A new bill is being considered to help to address the inequality for coverage of this condition.
Lawmakers in North Carolina are will be considering a bill that is designed to help to overcome the inequality that is being faced by people with autism when it comes to the health insurance coverage that they are receiving in the state.
There are currently an estimated 60,000 people in North Carolina who have autism.
These individuals and their families often face considerable expenses that are not covered by their health insurance due to certain inequalities in the state’s systems. In order to correct this issue, House members from both parties have now introduced House Bill 498, which would require private insurers as well as the North Carolina State Health Plan to cover the costs associated with autism’s diagnosis as well as its treatment.
There are currently thirty two states that require autism to be covered by health insurance.
There are also eight states that are considering legislation which would require health insurance to cover autism. This type of legislation has made it possible for families in those states to make sure that their autistic loved ones have access to treatments for their condition that they would not otherwise be able to afford. Previously, this would have been available only within specific corporations and through the TRICARE coverage program from the federal government.
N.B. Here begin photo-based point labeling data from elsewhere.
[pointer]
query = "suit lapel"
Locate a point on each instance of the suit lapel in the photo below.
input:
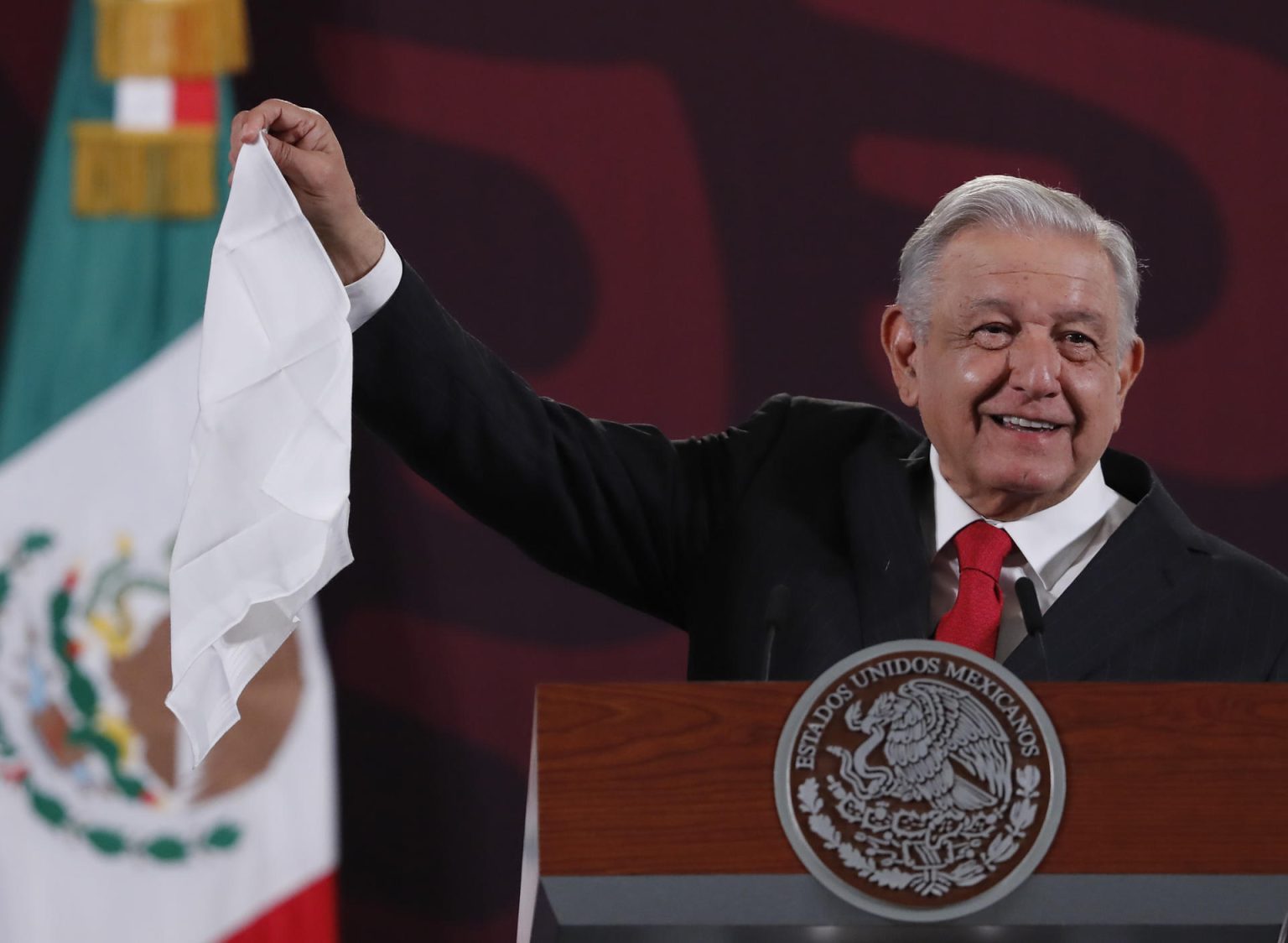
(1124, 591)
(891, 575)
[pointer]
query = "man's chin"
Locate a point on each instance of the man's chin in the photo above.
(1026, 490)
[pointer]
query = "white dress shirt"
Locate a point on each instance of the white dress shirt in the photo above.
(1052, 546)
(369, 294)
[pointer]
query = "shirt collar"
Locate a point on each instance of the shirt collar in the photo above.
(1050, 539)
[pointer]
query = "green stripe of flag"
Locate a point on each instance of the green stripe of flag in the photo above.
(94, 298)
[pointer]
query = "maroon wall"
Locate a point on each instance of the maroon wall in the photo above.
(666, 211)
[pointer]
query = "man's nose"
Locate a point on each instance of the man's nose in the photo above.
(1035, 365)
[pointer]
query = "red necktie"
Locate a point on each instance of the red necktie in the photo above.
(974, 618)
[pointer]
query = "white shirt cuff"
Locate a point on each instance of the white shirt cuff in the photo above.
(369, 294)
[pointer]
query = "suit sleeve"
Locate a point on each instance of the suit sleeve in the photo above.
(617, 508)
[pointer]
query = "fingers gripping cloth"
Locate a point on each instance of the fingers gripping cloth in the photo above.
(977, 615)
(266, 521)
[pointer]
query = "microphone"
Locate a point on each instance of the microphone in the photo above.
(776, 616)
(1032, 612)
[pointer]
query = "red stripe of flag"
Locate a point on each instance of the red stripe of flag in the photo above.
(309, 914)
(195, 101)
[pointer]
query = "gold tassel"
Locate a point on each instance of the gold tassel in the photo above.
(143, 173)
(185, 39)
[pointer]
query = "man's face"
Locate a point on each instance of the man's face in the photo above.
(1018, 379)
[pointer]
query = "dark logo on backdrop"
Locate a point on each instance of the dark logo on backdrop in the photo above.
(920, 781)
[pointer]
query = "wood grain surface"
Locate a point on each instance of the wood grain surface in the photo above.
(678, 779)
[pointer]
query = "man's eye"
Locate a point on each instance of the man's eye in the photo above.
(992, 336)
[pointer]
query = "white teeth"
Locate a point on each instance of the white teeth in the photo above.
(1026, 423)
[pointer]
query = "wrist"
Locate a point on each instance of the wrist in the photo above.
(355, 247)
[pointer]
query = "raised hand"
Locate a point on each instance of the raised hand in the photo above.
(312, 161)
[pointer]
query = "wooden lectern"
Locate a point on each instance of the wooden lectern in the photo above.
(652, 818)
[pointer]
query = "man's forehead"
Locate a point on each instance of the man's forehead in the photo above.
(999, 262)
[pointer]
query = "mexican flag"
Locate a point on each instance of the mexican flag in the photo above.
(108, 832)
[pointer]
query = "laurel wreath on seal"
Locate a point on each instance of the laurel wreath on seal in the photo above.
(935, 883)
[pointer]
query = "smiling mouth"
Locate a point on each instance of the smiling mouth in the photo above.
(1021, 424)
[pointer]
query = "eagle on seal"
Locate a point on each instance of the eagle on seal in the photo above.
(932, 732)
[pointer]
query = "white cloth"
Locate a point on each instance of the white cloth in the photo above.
(266, 521)
(1052, 546)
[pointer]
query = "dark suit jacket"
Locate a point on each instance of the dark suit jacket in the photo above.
(814, 495)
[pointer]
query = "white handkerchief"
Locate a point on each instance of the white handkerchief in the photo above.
(266, 522)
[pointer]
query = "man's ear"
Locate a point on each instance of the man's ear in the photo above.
(1129, 368)
(899, 341)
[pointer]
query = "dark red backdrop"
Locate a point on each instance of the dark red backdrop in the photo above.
(667, 211)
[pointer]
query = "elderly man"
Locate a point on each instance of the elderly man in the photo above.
(1014, 336)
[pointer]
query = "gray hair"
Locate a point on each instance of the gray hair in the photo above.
(1013, 204)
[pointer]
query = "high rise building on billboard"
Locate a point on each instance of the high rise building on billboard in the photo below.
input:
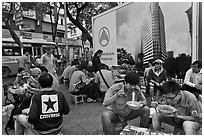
(153, 40)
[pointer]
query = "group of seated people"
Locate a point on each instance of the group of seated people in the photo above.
(187, 117)
(39, 106)
(185, 100)
(43, 106)
(84, 81)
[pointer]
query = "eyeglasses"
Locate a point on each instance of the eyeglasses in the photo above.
(35, 76)
(157, 63)
(172, 98)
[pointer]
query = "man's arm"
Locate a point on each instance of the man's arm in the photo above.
(33, 111)
(187, 79)
(66, 108)
(110, 97)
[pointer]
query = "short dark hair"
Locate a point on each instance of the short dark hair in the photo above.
(197, 62)
(20, 69)
(83, 65)
(151, 61)
(43, 68)
(170, 86)
(45, 80)
(104, 66)
(75, 62)
(98, 52)
(24, 51)
(132, 78)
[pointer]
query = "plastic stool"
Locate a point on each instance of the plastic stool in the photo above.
(77, 99)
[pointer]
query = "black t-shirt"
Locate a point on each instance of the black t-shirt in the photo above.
(47, 109)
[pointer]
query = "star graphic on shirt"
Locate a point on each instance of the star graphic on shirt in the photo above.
(50, 104)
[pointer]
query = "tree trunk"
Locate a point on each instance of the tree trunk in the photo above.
(12, 32)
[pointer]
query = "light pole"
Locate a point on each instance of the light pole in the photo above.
(65, 34)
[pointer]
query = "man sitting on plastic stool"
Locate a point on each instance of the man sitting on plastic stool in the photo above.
(116, 108)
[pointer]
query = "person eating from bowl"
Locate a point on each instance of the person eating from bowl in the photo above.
(187, 115)
(117, 110)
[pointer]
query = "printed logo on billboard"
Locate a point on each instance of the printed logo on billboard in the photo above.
(104, 36)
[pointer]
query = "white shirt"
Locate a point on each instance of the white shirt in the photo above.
(108, 76)
(190, 78)
(48, 62)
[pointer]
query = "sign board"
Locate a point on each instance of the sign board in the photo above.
(105, 38)
(18, 18)
(26, 35)
(25, 27)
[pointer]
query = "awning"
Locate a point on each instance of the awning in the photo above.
(38, 41)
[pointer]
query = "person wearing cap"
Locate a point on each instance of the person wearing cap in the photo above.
(157, 76)
(188, 114)
(191, 83)
(116, 108)
(48, 61)
(45, 114)
(24, 60)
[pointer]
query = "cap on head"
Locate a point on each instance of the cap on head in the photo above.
(158, 61)
(35, 71)
(132, 78)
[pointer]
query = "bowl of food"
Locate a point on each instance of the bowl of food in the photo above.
(166, 109)
(122, 71)
(134, 104)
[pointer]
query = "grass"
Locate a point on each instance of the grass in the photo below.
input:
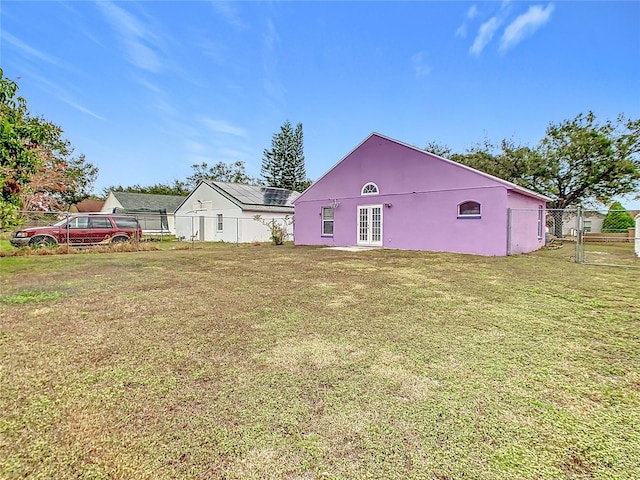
(226, 361)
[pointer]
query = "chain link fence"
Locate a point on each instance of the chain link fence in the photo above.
(590, 236)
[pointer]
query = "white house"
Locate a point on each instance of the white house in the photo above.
(154, 212)
(225, 212)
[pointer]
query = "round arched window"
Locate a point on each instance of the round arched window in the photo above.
(370, 189)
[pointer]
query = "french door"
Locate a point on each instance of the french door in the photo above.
(370, 225)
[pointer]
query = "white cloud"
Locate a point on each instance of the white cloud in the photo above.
(525, 25)
(30, 51)
(472, 12)
(82, 108)
(485, 34)
(420, 68)
(134, 35)
(222, 126)
(229, 13)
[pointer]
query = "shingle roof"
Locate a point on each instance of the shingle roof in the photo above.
(254, 197)
(148, 201)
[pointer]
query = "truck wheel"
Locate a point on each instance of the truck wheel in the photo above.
(42, 241)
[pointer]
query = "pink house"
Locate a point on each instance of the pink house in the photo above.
(389, 194)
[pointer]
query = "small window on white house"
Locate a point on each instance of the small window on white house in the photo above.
(327, 221)
(370, 189)
(469, 210)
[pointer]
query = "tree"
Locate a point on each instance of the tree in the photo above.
(37, 169)
(588, 162)
(221, 172)
(517, 164)
(617, 219)
(283, 165)
(178, 188)
(439, 149)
There are forty sponsors of HB 498 in the House. Each feels that this is an extremely important step forward in making sure that families in North Carolina with a member who has autism will be able to access the health insurance they need to cover the treatment of the condition.
The importance of health insurance coverage for autism is a rapidly growing one in the United States, where an estimated one in 88 people has the condition. This neurobiological disorder is not curable, but it can be effectively treated in order to help a person’s communication, behavior, and social interactions. According to the National Center for Disease Control, autism is one of the most critical medical issues in the country, and the incidence is increasing at a staggering rate. There are currently more kids affected by autism than diabetes, AIDS, and cancer, combined.